Das Verfahren sei allein schon deshalb nicht rechtstaatlich gewesen, weil Thanh im Juli vom vietnamesischem Geheimdienst und der Botschaft in seine Heimat verschleppt worden sei, sagte Schlagenhauf dem Evangelischen Pressedienst (epd). Das Ganze sei von vorn bis hinten inakzeptabel. Dei Verurteilung habe von Beginn an festgestanden. Deutschland dürfe das Vietnam nicht durchgehen lassen. Sie gehe davon aus, dass Thanh in Berufung gehen werde.

21 weitere Angeklagte

Amnesty International verurteilte den Richterspruch und sprach von einem gängigen Muster. "Das Urteil ist nicht überraschend", sagte James Gomez, Regionaldirektor Südostasien und Pazifik der Organisation am Montag dem epd. "Kritiker sind Ziel eines Kreislaufs der Einschüchterung." Die Regierung arbeite mit Schikane, Überwachung, schließlich mit Verhaftungen, Gewahrsam und am Ende mit unverhältnismäßigen Urteilen.

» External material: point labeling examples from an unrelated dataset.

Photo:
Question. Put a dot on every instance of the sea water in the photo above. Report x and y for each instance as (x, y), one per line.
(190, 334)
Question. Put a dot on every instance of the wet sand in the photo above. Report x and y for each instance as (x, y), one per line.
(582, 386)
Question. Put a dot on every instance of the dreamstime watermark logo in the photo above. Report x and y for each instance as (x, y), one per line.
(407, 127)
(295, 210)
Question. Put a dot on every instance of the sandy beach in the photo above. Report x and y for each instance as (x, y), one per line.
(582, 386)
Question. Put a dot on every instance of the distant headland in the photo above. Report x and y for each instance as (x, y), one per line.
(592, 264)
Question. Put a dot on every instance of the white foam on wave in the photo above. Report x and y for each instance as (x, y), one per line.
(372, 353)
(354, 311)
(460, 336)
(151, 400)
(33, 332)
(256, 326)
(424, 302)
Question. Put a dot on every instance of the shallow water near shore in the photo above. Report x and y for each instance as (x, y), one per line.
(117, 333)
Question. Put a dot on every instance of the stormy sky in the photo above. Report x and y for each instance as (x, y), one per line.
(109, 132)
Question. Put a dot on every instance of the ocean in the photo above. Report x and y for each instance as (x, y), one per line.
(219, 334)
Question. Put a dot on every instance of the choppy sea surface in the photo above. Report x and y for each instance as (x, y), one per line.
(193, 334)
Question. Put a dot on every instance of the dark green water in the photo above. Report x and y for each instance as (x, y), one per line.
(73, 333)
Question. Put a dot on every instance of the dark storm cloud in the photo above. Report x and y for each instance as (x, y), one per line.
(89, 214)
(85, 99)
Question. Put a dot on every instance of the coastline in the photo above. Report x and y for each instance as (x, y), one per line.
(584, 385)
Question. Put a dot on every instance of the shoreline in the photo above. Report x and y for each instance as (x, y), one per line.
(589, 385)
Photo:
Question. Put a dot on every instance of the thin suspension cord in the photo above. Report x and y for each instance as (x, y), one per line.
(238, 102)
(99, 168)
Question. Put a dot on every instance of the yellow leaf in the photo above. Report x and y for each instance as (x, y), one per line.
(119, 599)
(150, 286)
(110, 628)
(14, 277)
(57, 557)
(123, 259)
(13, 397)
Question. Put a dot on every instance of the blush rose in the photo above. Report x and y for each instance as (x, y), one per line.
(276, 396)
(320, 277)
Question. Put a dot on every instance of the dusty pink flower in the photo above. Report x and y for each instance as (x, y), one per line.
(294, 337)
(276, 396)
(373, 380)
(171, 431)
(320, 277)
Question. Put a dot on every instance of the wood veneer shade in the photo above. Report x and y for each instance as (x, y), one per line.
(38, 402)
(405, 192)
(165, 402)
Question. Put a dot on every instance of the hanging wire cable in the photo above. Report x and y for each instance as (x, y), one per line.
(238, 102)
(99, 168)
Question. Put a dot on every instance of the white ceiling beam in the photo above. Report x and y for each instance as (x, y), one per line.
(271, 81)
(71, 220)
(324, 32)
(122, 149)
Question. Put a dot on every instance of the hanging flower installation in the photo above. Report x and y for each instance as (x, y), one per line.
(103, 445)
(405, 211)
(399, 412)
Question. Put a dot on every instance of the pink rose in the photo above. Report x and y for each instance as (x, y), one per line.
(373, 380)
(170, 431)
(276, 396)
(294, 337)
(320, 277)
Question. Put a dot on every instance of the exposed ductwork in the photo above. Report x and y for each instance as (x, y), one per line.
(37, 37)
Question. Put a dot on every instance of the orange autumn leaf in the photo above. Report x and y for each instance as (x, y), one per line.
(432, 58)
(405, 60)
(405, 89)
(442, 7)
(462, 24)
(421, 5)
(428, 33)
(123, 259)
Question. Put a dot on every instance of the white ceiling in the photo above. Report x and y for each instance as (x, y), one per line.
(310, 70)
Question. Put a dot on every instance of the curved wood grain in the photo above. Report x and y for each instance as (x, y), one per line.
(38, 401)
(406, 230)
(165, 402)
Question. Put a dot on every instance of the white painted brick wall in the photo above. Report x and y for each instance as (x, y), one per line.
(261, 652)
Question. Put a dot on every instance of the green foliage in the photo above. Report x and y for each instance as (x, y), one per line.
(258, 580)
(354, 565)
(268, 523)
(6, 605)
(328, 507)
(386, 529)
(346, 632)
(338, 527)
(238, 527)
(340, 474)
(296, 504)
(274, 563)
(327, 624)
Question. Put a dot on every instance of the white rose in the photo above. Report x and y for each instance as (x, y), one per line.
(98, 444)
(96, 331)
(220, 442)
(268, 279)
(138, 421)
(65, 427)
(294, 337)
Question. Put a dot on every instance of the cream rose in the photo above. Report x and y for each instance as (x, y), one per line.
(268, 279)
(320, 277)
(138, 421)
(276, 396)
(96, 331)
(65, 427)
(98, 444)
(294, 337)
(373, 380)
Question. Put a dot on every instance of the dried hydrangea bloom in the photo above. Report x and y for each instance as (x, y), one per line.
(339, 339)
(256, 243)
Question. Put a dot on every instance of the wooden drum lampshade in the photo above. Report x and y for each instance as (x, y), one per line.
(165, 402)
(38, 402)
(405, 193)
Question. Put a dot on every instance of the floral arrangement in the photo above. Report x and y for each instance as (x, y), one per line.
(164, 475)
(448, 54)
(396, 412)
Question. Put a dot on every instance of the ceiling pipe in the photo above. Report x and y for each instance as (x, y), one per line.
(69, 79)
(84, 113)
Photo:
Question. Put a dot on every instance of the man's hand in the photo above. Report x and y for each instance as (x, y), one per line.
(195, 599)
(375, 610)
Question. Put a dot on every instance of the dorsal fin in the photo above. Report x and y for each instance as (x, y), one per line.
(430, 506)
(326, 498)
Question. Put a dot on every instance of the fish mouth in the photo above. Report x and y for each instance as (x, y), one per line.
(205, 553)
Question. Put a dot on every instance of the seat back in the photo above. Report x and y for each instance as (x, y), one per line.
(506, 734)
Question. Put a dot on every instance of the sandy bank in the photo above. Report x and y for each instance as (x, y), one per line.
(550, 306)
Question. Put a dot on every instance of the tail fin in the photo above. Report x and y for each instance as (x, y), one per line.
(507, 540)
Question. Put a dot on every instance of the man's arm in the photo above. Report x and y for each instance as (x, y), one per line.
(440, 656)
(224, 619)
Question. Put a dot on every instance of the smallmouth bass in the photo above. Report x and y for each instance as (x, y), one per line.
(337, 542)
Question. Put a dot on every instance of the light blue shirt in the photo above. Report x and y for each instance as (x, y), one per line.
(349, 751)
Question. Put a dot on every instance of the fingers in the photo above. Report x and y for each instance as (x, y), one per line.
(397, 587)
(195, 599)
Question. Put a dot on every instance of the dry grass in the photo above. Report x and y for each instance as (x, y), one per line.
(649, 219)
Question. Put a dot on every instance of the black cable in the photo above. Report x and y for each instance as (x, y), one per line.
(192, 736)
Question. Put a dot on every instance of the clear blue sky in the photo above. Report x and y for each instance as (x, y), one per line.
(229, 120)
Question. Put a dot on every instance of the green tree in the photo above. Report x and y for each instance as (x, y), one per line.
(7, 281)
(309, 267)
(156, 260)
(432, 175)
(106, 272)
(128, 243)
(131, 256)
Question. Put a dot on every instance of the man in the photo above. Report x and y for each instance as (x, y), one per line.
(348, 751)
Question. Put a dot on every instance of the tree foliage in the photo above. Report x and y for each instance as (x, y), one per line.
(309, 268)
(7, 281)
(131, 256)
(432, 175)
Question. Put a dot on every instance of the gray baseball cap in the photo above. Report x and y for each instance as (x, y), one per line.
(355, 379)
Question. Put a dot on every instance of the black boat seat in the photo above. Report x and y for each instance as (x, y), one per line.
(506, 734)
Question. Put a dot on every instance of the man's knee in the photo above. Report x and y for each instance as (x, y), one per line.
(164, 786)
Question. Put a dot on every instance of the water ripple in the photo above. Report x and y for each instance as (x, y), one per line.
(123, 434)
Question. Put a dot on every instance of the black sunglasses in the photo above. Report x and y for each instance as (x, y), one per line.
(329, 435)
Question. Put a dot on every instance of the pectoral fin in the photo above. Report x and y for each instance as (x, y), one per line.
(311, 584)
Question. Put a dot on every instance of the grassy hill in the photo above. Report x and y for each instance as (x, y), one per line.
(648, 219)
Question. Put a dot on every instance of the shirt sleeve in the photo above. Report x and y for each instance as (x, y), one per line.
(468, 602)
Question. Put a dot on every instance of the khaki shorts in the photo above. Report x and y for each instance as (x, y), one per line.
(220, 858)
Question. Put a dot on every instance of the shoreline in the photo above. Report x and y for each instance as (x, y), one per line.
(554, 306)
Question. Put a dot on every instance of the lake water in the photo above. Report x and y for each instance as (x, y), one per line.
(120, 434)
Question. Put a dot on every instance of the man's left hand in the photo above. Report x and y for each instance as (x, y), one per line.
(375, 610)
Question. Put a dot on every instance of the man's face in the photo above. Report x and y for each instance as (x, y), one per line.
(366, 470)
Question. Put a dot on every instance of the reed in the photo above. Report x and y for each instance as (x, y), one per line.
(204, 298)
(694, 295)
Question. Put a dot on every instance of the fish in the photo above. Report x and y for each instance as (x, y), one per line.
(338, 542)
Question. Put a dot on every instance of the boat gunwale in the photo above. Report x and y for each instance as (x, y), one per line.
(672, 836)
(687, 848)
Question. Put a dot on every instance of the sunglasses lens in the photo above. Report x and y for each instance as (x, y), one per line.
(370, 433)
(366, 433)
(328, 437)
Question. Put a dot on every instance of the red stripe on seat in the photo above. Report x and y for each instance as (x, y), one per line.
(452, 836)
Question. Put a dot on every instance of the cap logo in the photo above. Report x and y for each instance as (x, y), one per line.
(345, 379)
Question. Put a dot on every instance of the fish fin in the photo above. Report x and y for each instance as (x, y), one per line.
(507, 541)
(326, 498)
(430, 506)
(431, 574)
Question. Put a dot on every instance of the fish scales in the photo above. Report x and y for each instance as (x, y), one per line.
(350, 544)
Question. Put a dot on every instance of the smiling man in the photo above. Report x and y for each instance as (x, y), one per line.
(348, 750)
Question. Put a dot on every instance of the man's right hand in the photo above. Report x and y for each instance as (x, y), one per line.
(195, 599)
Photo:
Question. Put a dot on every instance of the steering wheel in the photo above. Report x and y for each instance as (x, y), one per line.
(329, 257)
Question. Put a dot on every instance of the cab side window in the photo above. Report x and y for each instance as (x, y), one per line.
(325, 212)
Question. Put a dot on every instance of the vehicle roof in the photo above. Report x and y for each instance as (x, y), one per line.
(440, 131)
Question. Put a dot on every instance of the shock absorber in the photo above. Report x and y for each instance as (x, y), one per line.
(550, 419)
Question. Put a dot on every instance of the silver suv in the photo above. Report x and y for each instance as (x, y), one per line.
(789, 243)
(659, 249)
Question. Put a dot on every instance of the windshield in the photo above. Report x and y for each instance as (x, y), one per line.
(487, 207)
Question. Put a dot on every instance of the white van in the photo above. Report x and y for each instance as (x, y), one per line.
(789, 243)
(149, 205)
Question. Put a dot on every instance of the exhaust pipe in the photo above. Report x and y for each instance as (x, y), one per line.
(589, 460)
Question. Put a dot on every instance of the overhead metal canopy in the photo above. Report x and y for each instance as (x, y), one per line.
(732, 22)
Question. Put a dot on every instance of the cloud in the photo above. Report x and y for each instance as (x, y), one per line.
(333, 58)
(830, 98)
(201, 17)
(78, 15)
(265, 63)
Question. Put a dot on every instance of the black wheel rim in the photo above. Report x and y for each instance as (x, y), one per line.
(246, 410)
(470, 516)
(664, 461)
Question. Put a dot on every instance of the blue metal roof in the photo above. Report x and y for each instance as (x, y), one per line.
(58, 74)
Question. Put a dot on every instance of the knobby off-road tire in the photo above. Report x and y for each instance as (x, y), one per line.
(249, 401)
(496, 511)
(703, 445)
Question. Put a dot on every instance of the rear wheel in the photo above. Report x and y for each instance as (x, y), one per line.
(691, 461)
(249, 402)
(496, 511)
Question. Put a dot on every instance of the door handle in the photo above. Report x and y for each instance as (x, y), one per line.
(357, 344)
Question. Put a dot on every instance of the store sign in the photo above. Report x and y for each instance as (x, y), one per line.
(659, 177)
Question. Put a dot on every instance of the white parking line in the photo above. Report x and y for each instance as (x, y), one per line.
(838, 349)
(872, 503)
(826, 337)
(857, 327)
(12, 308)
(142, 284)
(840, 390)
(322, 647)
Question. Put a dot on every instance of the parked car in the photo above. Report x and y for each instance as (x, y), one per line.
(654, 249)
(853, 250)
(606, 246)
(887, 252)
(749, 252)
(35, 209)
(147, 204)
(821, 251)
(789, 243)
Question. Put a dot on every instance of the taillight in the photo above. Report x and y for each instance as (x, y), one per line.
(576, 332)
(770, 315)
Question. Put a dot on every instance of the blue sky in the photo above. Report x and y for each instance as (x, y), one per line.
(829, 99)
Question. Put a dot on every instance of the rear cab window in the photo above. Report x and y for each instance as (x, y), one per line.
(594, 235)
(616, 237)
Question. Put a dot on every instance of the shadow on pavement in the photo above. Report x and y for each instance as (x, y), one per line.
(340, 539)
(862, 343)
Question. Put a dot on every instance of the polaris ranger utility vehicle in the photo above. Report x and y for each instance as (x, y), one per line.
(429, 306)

Die Bundesregierung nahm zur Kenntnis, dass kein Todesurteil gesprochen wurde. Für die Anklagepunkte wäre es die Höchststrafe gewesen. Das Verfahren habe in großen Teilen dem entsprochen, was das vietnamesische Strafgesetzbuch vorgebe, sagte eine Sprecherin des Auswärtigen Amtes. In gewisser Weise sei das Bemühen zu beobachten, dass es einen rechtstaatlichen Prozess gebe. Man werde sich dafür einsetzen, dass die deutsche Anwältin künftig guten Zugang zu ihrem Mandanten bekomme und auch internationale Medien den Prozess verfolgen könnten. Schlagenhauf war vor Beginn des zweiwöchigen Prozesses ohne Begründung an der Einreise nach Vietnam gehindert worden.

Neben Thanh standen 21 weitere Angeklagte vor Gericht. Sie wurden zu Haftstrafen bis zu 22 Jahren verurteilt, wie das Nachrichtenportal "VNExpress" berichtete. Unter ihnen war Thanhs früherer Vorgesetzter, das ehemalige Politbüro-Mitglied Dinh La Thang. Er muss wegen Missmanagements für 13 Jahre hinter Gitter.  

"Menschenraub" und "Rechtsbruch"

Than hatte 2016 in Deutschland um Asyl gebeten und war Ende Juli aus Berlin verschwunden. Der Fall belastet das Verhältnis zwischen Deutschland und Vietnam. Während die Regierung in Hanoi erklärte, Thanh sei freiwillig zurückgekehrt, spricht das Auswärtige Amt in Berlin von "Menschenraub" und "Rechtsbruch". Voraussichtlich am Mittwoch soll wegen ähnlicher Vorwürfe ein weiterer Prozess gegen Thanh beginnen. Dann droht ihm erneut die Todesstrafe.

Das südostasiatische Land gilt als eines der korruptesten der Welt. Die politische Führung des Ein-Parteien-Staates hat vor einiger Zeit einen Feldzug gegen Bestechung und Vetternwirtschaft begonnen. Kritiker vermuten dahinter jedoch vor allem politische Motive in einem Richtungskampf innerhalb der Kommunistischen Partei.